Notre recherche des racines familiales aura attendu que nous ayons les moyens financiers d’envisager un voyage vers cette Italie que nous ne connaissions que par un crochet de quelques cousins désireux de se rendre à Lourdes. La « Quatre Chevaux » initiale ayant été remplacée, luxe suprême, par une « Ondine » nous pouvions en 1962 envisager de nous rendre dans la banlieue de Milan pour rendre leur visite à des membres d’une « tribu Darmian » ayant quitté San Stefano di Zimella son berceau d’origine. Les préparatifs du voyage prévu dans la première quinzaine d’Août 1962 se déroulèrent dans une fébrilité digne des semaines précédant le départ d’un Transatlantique actuelle.
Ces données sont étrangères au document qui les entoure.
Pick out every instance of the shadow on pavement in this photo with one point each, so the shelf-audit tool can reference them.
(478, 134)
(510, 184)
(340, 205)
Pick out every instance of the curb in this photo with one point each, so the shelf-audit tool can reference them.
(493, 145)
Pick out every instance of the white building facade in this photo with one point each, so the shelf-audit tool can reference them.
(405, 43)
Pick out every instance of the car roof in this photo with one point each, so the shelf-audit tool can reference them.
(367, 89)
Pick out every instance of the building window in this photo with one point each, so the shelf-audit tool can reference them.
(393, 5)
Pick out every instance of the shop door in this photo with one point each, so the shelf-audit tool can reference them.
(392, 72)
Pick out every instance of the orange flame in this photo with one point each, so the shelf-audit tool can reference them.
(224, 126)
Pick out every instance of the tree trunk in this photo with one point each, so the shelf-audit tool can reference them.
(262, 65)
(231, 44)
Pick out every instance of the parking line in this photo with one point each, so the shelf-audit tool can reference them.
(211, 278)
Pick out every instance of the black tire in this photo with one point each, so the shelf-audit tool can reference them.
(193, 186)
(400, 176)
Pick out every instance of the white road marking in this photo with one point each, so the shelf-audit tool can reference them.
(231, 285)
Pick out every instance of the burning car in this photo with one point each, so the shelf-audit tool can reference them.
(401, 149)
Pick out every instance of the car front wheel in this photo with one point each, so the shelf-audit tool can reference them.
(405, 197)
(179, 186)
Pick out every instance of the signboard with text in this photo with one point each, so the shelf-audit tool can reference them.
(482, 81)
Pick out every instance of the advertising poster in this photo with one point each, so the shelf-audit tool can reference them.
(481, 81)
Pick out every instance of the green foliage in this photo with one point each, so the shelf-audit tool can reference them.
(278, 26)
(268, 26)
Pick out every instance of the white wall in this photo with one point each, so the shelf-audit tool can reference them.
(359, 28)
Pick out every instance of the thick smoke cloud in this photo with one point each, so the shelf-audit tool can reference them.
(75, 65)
« Nous passerons par le Sud » décida mon père tellement heureux de ce périple ressemblant pour lui à l’affirmation de sa réussite sociale. Sur une carte de France dépourvue d’autoroutes nous avions tracé l’itinéraire sur les lignes rouges des Nationales. L’expédition débuta à deux heures du matin… car tel était le choix du chef conducteur. Agen, Toulouse, Carcassonne, Narbonne… et nous découvrions le soleil levant sur la Méditerranée d’autant que nous avions emprunté la route située entre l’étang de Thau et la plage pas encore colonisée. Notre sommeil fut interrompu vers 10 heures par un fracas d’enfer. Du verre, du sang, l’odeur âcre de la fumée, les pleurs, la peur…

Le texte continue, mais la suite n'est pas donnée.